The benchmark 10-year yield ended at 6.5665%, its highest level since October 31. It settled at 6.5324% in the previous session.
Bond yields move inversely to prices.
The Indian rupee slumped to a fresh record low in its biggest single-day decline since May, battered by portfolio outflows, uncertainty over a U.S.-India trade deal and a pullback in the central bank’s defense of a key level.
The south Asian currency fell to an all-time low of 89.49 against the U.S. dollar.
Following the rout in the rupee, the 10-year yield closed above the strong technical resistance level of 6.55% for the first time since October 30, raising fears the breakout could trigger further selling in bonds.
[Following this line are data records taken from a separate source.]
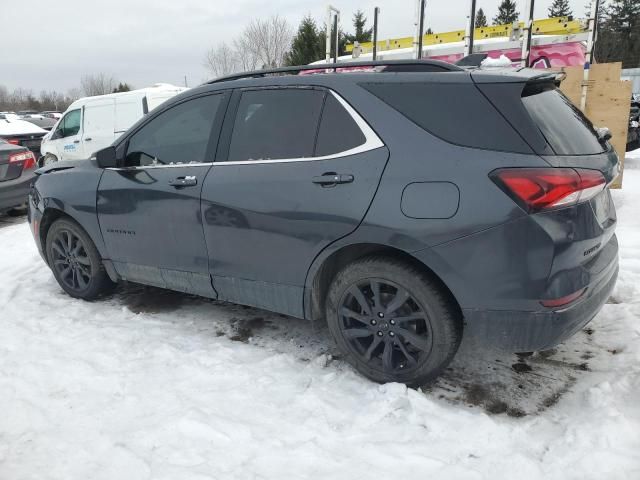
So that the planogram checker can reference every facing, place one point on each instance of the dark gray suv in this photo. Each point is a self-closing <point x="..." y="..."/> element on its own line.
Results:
<point x="408" y="203"/>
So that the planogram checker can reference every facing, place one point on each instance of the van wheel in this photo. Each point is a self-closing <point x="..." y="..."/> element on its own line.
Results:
<point x="48" y="160"/>
<point x="392" y="322"/>
<point x="75" y="261"/>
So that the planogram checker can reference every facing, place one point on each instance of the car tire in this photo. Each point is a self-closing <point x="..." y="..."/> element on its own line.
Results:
<point x="48" y="159"/>
<point x="75" y="261"/>
<point x="406" y="314"/>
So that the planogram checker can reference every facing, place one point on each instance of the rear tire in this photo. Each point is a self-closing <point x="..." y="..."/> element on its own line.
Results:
<point x="392" y="322"/>
<point x="75" y="261"/>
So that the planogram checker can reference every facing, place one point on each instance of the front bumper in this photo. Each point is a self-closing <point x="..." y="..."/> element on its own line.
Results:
<point x="14" y="193"/>
<point x="518" y="331"/>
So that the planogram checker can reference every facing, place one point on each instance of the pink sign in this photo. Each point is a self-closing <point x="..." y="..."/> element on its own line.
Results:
<point x="542" y="56"/>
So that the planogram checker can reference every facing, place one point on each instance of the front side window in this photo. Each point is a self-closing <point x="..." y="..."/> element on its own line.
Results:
<point x="276" y="124"/>
<point x="69" y="125"/>
<point x="178" y="135"/>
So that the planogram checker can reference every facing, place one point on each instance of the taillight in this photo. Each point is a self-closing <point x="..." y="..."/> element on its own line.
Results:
<point x="536" y="189"/>
<point x="28" y="158"/>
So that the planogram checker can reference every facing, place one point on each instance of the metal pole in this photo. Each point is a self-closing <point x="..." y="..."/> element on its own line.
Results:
<point x="526" y="36"/>
<point x="472" y="26"/>
<point x="375" y="31"/>
<point x="421" y="27"/>
<point x="589" y="54"/>
<point x="416" y="33"/>
<point x="335" y="26"/>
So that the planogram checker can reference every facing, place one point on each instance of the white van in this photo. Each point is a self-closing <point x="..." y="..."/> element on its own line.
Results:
<point x="92" y="123"/>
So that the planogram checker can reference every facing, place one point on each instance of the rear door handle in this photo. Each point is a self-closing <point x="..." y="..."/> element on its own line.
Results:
<point x="181" y="182"/>
<point x="328" y="179"/>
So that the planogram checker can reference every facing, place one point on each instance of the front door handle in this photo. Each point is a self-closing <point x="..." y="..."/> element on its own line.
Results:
<point x="330" y="179"/>
<point x="181" y="182"/>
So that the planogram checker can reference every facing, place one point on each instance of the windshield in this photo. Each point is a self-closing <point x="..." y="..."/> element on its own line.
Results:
<point x="565" y="128"/>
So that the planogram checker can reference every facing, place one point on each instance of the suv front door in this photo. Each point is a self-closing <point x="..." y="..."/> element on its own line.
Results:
<point x="149" y="210"/>
<point x="297" y="170"/>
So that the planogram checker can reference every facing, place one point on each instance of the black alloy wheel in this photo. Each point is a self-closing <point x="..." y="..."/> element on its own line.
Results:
<point x="70" y="260"/>
<point x="392" y="320"/>
<point x="75" y="260"/>
<point x="385" y="325"/>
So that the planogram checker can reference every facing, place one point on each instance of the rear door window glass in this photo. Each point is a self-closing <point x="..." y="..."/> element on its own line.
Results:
<point x="457" y="113"/>
<point x="178" y="135"/>
<point x="565" y="128"/>
<point x="338" y="130"/>
<point x="276" y="124"/>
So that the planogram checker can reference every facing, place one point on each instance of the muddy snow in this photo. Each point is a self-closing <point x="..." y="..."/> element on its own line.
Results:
<point x="150" y="384"/>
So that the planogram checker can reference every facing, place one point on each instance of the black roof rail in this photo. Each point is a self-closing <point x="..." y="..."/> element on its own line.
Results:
<point x="389" y="66"/>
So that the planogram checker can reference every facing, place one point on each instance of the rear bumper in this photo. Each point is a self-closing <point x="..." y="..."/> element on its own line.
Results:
<point x="519" y="331"/>
<point x="14" y="193"/>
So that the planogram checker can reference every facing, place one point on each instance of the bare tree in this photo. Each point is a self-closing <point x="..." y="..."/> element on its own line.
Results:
<point x="98" y="84"/>
<point x="222" y="60"/>
<point x="268" y="40"/>
<point x="262" y="44"/>
<point x="245" y="56"/>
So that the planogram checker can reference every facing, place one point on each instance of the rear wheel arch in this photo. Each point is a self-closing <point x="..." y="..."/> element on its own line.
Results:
<point x="321" y="277"/>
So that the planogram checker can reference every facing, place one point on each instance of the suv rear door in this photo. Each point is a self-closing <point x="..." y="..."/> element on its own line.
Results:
<point x="297" y="170"/>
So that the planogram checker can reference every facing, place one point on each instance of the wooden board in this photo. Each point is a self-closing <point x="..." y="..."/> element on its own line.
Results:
<point x="607" y="102"/>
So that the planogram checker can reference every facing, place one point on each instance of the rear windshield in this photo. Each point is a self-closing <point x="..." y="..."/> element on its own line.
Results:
<point x="565" y="128"/>
<point x="456" y="113"/>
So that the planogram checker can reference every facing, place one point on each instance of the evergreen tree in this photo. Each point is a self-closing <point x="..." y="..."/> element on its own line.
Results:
<point x="306" y="46"/>
<point x="560" y="8"/>
<point x="481" y="18"/>
<point x="619" y="33"/>
<point x="507" y="13"/>
<point x="122" y="87"/>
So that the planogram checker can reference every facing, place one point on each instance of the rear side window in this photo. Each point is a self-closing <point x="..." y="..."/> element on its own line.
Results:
<point x="565" y="128"/>
<point x="457" y="113"/>
<point x="338" y="131"/>
<point x="178" y="135"/>
<point x="276" y="124"/>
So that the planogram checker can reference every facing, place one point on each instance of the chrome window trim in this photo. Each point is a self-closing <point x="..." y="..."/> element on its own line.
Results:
<point x="372" y="142"/>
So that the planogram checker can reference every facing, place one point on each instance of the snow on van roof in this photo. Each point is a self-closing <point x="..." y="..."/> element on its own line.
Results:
<point x="155" y="88"/>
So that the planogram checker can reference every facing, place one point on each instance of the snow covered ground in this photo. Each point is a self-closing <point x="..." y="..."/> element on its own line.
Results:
<point x="151" y="384"/>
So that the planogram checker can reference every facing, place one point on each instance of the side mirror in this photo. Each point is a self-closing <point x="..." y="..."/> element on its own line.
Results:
<point x="106" y="158"/>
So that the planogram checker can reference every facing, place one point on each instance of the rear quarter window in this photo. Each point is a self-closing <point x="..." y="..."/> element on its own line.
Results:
<point x="566" y="129"/>
<point x="457" y="113"/>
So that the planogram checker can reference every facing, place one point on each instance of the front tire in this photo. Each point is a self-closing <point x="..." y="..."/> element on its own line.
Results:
<point x="75" y="261"/>
<point x="392" y="322"/>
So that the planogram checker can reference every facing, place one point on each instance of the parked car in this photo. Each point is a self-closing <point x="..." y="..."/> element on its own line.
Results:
<point x="92" y="123"/>
<point x="41" y="121"/>
<point x="20" y="132"/>
<point x="49" y="114"/>
<point x="410" y="206"/>
<point x="17" y="165"/>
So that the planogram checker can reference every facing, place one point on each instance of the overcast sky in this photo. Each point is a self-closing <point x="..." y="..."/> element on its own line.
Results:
<point x="49" y="45"/>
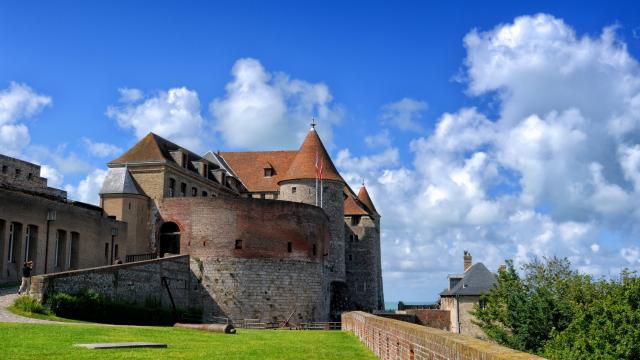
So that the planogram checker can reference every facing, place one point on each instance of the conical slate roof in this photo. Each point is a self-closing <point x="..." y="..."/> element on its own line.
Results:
<point x="363" y="195"/>
<point x="304" y="164"/>
<point x="119" y="181"/>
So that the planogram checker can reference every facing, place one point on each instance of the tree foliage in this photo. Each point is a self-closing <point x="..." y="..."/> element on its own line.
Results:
<point x="554" y="311"/>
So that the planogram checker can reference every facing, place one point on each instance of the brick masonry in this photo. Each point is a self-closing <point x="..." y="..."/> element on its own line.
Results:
<point x="133" y="282"/>
<point x="393" y="339"/>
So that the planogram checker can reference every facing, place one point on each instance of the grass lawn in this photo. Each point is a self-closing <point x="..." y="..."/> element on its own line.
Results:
<point x="52" y="341"/>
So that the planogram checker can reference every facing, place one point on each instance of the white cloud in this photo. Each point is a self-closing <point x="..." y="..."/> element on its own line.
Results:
<point x="174" y="114"/>
<point x="555" y="172"/>
<point x="18" y="102"/>
<point x="101" y="149"/>
<point x="263" y="110"/>
<point x="87" y="189"/>
<point x="405" y="114"/>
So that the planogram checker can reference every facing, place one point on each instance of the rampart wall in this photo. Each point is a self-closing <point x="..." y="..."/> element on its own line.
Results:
<point x="277" y="268"/>
<point x="132" y="282"/>
<point x="393" y="339"/>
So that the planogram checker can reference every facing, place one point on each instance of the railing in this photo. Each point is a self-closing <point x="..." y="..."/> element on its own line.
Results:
<point x="140" y="257"/>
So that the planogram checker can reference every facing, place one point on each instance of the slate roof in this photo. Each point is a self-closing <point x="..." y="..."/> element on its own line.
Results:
<point x="119" y="181"/>
<point x="477" y="280"/>
<point x="249" y="167"/>
<point x="304" y="164"/>
<point x="364" y="197"/>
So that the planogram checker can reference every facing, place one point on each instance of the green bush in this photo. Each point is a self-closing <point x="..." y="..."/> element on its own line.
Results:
<point x="28" y="304"/>
<point x="90" y="306"/>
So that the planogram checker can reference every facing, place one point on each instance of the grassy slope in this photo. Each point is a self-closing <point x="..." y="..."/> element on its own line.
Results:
<point x="38" y="341"/>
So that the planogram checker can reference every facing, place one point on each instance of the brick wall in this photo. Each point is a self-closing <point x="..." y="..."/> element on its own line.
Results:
<point x="262" y="279"/>
<point x="136" y="282"/>
<point x="393" y="339"/>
“A weaker rupee may lead to higher yields, as currency risk premium rises – investors demand more yield to compensate,” said Kunal Sodhani, vice president at Shinhan Bank India.
The market had firmed in the first half of the session after a better‑than‑expected cutoff at the weekly debt auction reinforced bets that core long‑term investors are returning to the segment.
The Reserve Bank of India sold bonds worth 300 billion rupees during the day, including a near 50-year note, for which the cut-off yield was set at 7.3889%, below traders’ estimate of 7.41%.
Market participants are now on edge, closely tracking development in the long-delayed U.S.-India trade deal.
RATES
India’s overnight index swap (OIS) rates rose across tenors after a weaker rupee stoked a selloff in the bond market.
The one-year OIS rate jumped 2 bps and the two-year rate was up 1.5 bps, while both ended at 5.48%. The liquid five-year rate rose 1.5 bps to end at 5.7725%.